Sometimes I think that if I had to do it all over again, I might’ve chosen Beowulf instead of the Bible. Let me define “it” here: if I had to pick a vocation that would lead to personal fulfillment and personal penury, that is. Beowulf is the earliest written story in English and, it’s a monster story. What’s not to like? In honor of Banned Book Week, I decided retroactively to read a banned title, John Gardner’s Grendel. An early parallel novel narrated from Grendel’s point of view, we are introduced to the introspective, existentialist monster who is really just wondering, like the rest of us, what the point of it all is. Not surprisingly, the protagonist often addresses the question of religion—indeed, it might even be at the heart of the story.
In chapter nine, Grendel sits in the darkness in the ring of wooden gods of the Danes when Ork, the great, blind priest stumbles in and believes the monster is the Destroyer god. As Grendel toys with his theology, the old priest understands this all as a revelation, and although Grendel gives him no answers, the words are taken as divine utterances. The other priests, finding their leader out on a winter’s night, insist that he has gone senile, that gods do not reveal themselves like that. The old man, however, is unshakeable in his faith. As in much of the novel, there is more going on here than meets the eye. The deluded priest believes a monster is his god.

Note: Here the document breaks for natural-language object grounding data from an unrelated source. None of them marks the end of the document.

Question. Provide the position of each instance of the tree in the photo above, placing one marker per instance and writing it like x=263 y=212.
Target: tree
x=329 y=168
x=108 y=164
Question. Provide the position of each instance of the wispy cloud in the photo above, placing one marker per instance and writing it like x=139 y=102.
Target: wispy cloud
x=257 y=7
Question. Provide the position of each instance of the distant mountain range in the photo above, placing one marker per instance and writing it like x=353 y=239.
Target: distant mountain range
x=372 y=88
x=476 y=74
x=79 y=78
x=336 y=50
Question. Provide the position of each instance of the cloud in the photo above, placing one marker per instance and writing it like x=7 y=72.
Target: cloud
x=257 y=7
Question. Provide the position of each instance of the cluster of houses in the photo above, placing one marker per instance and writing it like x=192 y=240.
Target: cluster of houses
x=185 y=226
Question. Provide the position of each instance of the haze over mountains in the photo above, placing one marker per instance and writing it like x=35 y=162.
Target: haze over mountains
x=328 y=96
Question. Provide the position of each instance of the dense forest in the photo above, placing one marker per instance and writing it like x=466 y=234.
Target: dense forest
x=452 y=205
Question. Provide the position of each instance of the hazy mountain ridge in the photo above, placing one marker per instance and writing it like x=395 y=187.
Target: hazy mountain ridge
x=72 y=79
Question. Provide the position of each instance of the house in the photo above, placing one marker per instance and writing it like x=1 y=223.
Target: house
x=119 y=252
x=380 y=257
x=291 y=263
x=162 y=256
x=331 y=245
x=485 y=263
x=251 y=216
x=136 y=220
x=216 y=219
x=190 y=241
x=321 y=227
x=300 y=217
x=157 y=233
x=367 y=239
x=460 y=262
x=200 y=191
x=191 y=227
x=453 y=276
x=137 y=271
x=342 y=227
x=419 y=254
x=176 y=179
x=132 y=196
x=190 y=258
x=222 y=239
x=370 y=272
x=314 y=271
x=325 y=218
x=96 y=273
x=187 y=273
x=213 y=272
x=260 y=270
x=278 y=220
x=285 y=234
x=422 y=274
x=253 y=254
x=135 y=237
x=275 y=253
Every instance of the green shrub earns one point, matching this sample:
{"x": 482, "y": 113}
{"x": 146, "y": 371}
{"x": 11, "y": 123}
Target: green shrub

The question of theodicy (literally, the judging, or justification of God) is never-ending for theists. The world is a problematic place (made so, I must note, by human consciousness) for the creation of an omnipotent deity who is good. Too much suffering, Grendel, too many failed expectations. Clergy and theologians have, for centuries, tried to frame a convincing answer to the dilemma. The tack they all studiously avoid is that God is a monster, although some posit that as a straw hypothesis quickly to be knocked down. Gardner, although not a theologian, was the son of a lay preacher and farmer. One suspects that elements of that childhood crawled out through the pond with Grendel. One of the truly tragic characters, a “son of Cain,” Grendel still has an immense power on the imagination. And that power, at times, might even appear godlike.